There are exceptions to this rule, cases when cells are more accessible: for example, the eye is easier to access than most organs (e.g., the aptamer therapy, Macugen); if your target is in the gut then you may be able to deliver it orally (e.g., the antisense RNA therapy, mongersen); if you can apply your therapy ex vivo (especially retransplantable tissue like liver or bone marrow) then you no longer need a delivery vector (e.g., Provenge and other adoptive cell transfers, gene editing in embryos). Examining the pipelines of the new batch of gene editing and RNA therapy biotechs, we see that the diseases they tackle are very often in the bone marrow, liver or eye.

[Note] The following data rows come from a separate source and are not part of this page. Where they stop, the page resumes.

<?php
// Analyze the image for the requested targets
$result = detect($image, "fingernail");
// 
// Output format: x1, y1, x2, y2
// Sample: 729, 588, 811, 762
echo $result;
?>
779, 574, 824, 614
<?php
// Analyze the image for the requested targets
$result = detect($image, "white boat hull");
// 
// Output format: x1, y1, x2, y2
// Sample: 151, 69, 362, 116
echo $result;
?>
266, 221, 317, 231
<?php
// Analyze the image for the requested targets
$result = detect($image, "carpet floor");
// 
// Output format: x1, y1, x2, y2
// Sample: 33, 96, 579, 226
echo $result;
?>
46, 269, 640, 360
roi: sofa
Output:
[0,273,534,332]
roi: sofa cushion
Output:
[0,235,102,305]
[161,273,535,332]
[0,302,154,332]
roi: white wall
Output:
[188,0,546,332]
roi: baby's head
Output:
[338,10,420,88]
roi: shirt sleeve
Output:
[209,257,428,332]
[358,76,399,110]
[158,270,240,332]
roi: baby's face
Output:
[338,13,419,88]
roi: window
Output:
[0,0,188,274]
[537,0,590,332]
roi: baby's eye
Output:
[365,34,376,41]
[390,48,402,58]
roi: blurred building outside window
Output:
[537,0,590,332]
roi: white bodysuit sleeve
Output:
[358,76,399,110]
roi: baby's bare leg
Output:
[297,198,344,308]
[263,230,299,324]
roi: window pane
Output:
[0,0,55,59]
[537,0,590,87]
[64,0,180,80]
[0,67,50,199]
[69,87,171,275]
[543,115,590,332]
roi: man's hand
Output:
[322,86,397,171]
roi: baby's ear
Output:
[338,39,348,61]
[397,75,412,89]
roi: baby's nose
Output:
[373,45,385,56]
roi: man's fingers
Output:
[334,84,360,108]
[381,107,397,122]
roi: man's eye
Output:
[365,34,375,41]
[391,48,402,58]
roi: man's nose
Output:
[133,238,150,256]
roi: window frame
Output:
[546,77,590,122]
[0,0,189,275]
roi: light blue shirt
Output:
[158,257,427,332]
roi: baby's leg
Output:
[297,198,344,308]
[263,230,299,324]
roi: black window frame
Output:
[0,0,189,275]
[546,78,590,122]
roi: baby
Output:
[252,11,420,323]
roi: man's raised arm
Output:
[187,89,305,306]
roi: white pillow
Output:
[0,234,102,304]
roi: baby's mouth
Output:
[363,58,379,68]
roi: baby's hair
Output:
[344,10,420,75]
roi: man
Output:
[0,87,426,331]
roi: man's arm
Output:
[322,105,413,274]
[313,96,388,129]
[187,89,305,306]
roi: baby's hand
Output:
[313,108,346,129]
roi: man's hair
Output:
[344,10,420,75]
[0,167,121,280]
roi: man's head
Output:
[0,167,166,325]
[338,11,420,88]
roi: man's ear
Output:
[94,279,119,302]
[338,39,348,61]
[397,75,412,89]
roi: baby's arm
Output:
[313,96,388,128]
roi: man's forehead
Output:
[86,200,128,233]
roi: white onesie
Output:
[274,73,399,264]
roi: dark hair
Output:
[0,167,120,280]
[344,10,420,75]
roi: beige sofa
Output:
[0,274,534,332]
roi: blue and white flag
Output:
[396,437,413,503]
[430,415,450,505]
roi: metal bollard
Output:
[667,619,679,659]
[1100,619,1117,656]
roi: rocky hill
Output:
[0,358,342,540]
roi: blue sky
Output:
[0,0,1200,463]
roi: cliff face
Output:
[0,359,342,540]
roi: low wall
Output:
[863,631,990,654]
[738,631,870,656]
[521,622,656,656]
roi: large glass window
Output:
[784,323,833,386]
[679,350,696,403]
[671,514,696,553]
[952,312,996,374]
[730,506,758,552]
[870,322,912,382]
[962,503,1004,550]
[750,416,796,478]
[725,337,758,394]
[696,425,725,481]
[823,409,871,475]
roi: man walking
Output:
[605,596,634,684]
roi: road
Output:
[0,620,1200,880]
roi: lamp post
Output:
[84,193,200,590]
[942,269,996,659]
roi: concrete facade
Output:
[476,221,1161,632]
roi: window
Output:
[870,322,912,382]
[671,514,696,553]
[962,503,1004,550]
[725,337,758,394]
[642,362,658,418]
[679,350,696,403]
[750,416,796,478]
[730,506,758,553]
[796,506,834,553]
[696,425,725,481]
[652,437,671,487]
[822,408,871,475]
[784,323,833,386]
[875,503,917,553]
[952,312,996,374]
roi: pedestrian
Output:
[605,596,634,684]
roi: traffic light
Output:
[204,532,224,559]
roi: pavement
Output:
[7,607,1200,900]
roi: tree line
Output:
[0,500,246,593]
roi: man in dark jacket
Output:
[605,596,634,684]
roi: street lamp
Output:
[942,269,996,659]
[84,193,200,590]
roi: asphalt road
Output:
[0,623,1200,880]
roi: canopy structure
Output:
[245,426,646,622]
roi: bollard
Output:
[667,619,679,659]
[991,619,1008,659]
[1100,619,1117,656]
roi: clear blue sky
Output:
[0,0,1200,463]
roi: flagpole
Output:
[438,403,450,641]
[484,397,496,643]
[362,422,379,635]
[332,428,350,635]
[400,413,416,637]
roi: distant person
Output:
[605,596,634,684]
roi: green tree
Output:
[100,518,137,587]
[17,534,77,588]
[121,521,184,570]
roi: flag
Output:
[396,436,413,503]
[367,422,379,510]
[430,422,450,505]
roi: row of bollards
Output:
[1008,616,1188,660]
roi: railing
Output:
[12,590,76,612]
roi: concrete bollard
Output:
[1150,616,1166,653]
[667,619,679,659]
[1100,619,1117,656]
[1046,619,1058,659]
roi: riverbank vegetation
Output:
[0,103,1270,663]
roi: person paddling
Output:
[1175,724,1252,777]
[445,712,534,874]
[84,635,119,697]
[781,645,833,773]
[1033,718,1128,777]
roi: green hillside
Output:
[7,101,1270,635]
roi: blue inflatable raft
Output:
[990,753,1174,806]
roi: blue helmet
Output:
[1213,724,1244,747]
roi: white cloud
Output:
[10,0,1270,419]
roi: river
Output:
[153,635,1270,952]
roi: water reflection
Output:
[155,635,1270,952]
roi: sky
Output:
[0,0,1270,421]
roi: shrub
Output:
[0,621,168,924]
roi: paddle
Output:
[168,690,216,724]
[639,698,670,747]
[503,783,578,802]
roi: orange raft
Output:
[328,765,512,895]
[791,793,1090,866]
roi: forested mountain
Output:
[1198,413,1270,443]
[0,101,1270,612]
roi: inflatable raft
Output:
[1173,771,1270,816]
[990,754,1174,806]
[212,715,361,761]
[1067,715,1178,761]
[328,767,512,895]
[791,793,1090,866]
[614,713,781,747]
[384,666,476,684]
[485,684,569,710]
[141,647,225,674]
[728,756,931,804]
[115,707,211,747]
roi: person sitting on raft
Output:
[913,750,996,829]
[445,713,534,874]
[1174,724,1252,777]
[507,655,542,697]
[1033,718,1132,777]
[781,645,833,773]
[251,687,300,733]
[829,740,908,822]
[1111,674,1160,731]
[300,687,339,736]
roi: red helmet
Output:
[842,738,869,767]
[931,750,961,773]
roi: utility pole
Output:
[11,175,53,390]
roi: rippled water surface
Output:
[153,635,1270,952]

If your target is inside a cell, the cell cannot be extracted for treatment ex vivo, and you can't develop a good small molecule, then what can you do? Many of the modern protein or nucleotide-based therapeutics listed above need some some additional help to protect them from degradation, localize them to target cells, and penetrate the cell membrane. It could be argued that delivery technology has lagged behind drug technology generally. There are still no great options for delivery.

  • Viruses
    Viruses, especially AAV, are especially useful for nucleotide therapies like gene therapy. This makes sense when you consider that viruses are nanomachines, evolved over billions of years to target cells and inject nucleotides. However, since viruses are often immunogenic, there can be side-effects.
  • Nanoparticles / Liposomes
    In rare cases, liposomes have been used to deliver drugs, like cisplatin. We were recently surprised to learn that Moderna, the mRNA biotech, is using lipid-nanoparticles to deliver mRNA to cells. Virus-like particles (essentially noninfectious viruses) may combine the best of both worlds.

For a more detailed discussion on delivery methods, there's a good recent review in NRDD.